Branch is threaded explicitly through the per-op execution path
(`execute_named_mutation`, `execute_insert`, `execute_update`,
`execute_delete*`, `validate_edge_insert_endpoints`,
`ensure_node_id_exists`). The `swap_coordinator_for_branch` /
`restore_coordinator` API and `CoordinatorRestoreGuard` are removed
from `mutation.rs`. (`merge.rs` keeps its own swap pattern; that's
a separate workflow tracked in MR-793.)
- **`docs/invariants.md` §VI.25** flips from `aspirational/open` to
`upheld for inserts/updates`. The within-query read-your-writes
guarantee is now load-bearing for the publisher CAS contract.
## Behavior changes
- A failed multi-statement mutation no longer surfaces
`ExpectedVersionMismatch` on the *next* mutation against the same
table. The next call proceeds normally — Lance HEAD on staged
tables is unchanged.
- Mixed insert/update + delete in one query is rejected at parse
time. Existing test queries that mixed both must be split.
- `MutationStaging`'s shape changed: `pending: HashMap<String, PendingTable>`
+ `inline_committed: HashMap<String, SubTableUpdate>` replaces the
previous `latest: HashMap<String, StagedTable>`. This is an internal
type; no public API impact.
## Residual / out of scope
- **`LoadMode::Overwrite`** keeps the legacy inline-commit path
(truncate-then-append doesn't fit the staged shape). A mid-overwrite
failure can still drift Lance HEAD on a partially-truncated table;
the next overwrite replaces it. Operator-driven, rare.

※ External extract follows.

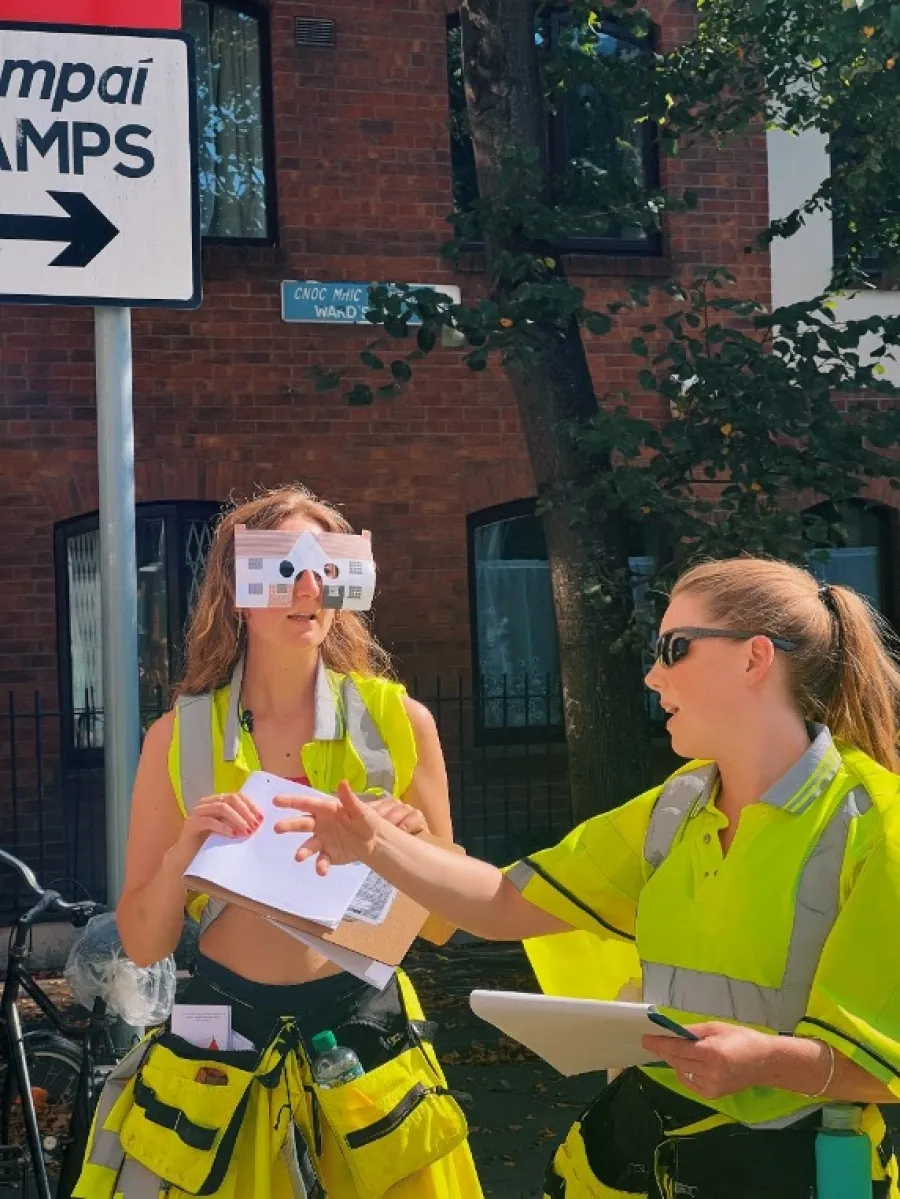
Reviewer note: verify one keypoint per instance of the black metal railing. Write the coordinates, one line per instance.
(502, 743)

- **Delete-only multi-statement mutations** still inline-commit per op.
D₂ keeps inserts/updates from coexisting with deletes, so the
inline path remains atomic per op but not per query for delete-only
cascades. Closing this requires Lance to expose
`DeleteJob::execute_uncommitted`; tracked in MR-793 / Lance-upstream.
- **`schema_apply`, `branch_merge_internal`, `ensure_indices`** still
use Lance's inline-commit APIs. The two-phase pattern is in
`mutate_as` and `load` only; hoisting it to a storage-trait
invariant covering all writers is MR-793.
## Tests added
- `tests/runs.rs::partial_failure_leaves_target_queryable_and_unblocks_next_mutation`
(replaces the old `partial_failure_observably_rolls_back_but_blocks_next_mutation_on_same_table`)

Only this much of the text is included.